The Chola ships attacked key harbour cities across Sumatra and the Malay Peninsula — including Kadaram, widely believed to be modern Kedah. Ports that had once enforced Srivijaya’s control of the strait suddenly found themselves under assault from a navy arriving from across the ocean.

The goal was not conquest.

The Cholas did not try to colonise Southeast Asia.

Instead, they did something far more strategic.

They broke the monopoly.

By striking the ports that regulated trade through the Strait of Malacca, the Cholas weakened Srivijaya’s ability to control maritime traffic and opened routes for Tamil merchants to reach China directly.

In modern language, it looked remarkably like a trade war.

A Global Economy — a Millennium Ago

What makes this episode remarkable is not just the violence of the raid, but the scale of the system in which it occurred.

The eleventh-century Indian Ocean was already a globalized world.

Three powerful regions dominated its trade routes: Song dynasty China, the Fatimid Caliphate in Egypt, and the Chola Empire in India.

Between them stood Southeast Asia, whose ports connected these great economies.

Ships carried spices from the Indonesian archipelago, cotton textiles from India, ceramics from China, and silver from the Middle East. Ports from Aden to Guangzhou were linked by merchants, navigators, and seasonal winds.

Control the chokepoints, and you control the flow of wealth.

The Cholas understood that.

So did Srivijaya.

The Strait That Empires Always Notice

Fast forward a thousand years.

Today, the Strait of Malacca remains one of the most important maritime corridors on Earth. Nearly 100,000 ships pass through it every year.

For China, it is the artery through which much of its oil supply flows — what strategists call the “Malacca dilemma.”

For the United States, it is a strategic chokepoint that could become critical in any future conflict in Asia.

For Singapore, sitting at the southern mouth of the strait, it is both a blessing and a responsibility: a global trade artery that must remain open to all.

The same conversation — about chokepoints, access, and control — echoes again in modern geopolitics.

The Other Strait

Look westward, and you will find another narrow gateway under constant tension: the Strait of Hormuz.

In recent weeks, tensions between Iran and the United States have once again pushed the region to the brink. Markets reacted instantly. Oil prices jumped sharply as traders feared the possibility of disruptions to shipping through the strait.

Nearly a fifth of the world’s oil supply passes through Hormuz.

Any threat to that narrow waterway sends shockwaves through global energy markets — from New York to Tokyo.

The geography is different.

But the strategic logic is identical to Malacca.

The world’s vast oceans are often controlled by very small pieces of water.

The Sea Remembers

History rarely repeats itself neatly, but it does echo.

The Cholas could raid Srivijaya’s ports, but they could not permanently dominate Southeast Asia.

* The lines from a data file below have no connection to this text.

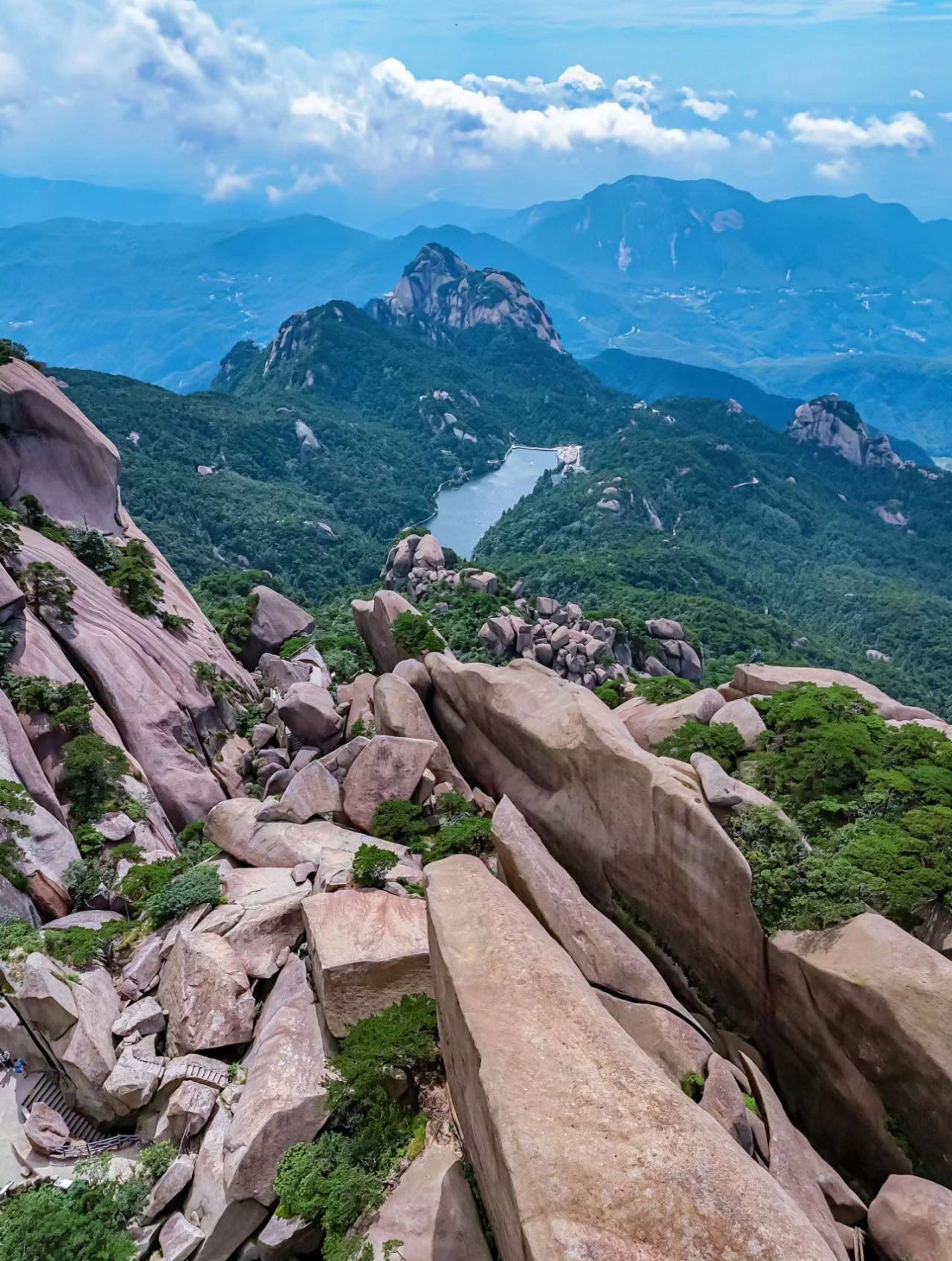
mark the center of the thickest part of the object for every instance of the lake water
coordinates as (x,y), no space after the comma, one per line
(466,513)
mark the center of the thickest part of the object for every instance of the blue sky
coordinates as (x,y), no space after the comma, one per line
(384,103)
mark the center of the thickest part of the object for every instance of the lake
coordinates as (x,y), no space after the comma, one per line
(466,513)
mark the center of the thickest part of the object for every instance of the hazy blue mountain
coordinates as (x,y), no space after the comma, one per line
(433,214)
(801,297)
(652,379)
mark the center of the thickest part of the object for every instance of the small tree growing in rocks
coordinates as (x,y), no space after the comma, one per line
(48,588)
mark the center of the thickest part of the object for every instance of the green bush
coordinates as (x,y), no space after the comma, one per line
(719,740)
(196,885)
(371,865)
(14,800)
(343,1173)
(86,1221)
(92,769)
(92,549)
(611,693)
(155,1159)
(399,821)
(663,689)
(415,635)
(67,705)
(692,1086)
(86,876)
(47,589)
(18,934)
(467,834)
(9,533)
(135,579)
(81,946)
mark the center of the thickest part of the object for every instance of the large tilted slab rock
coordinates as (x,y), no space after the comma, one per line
(284,1100)
(275,620)
(611,814)
(309,713)
(206,992)
(649,724)
(605,956)
(433,1213)
(143,678)
(86,1052)
(799,1169)
(49,449)
(265,934)
(387,769)
(399,710)
(48,847)
(235,827)
(620,824)
(367,950)
(875,1007)
(580,1146)
(225,1221)
(313,791)
(762,680)
(910,1219)
(373,620)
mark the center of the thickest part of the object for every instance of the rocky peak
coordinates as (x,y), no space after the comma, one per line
(834,423)
(439,290)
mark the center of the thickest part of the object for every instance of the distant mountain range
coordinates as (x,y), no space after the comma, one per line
(800,297)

The Portuguese later seized Malacca in 1511, only to watch Asian trade networks adapt and survive.

Empires rise. Empires fall.

But the ships keep sailing.

And every generation eventually rediscovers the same uncomfortable reality — that global commerce depends on fragile maritime corridors that have been contested for centuries.

Tonight, somewhere in the dark waters between Sumatra and Singapore, another convoy of ships will glide through the strait.

Most of their crews will be thinking about cargo, weather, and schedules.

But the water beneath them carries the memory of a much older story.

The first trade war in the Strait of Malacca happened a thousand years ago.

The argument over who controls the world’s chokepoints never really ended.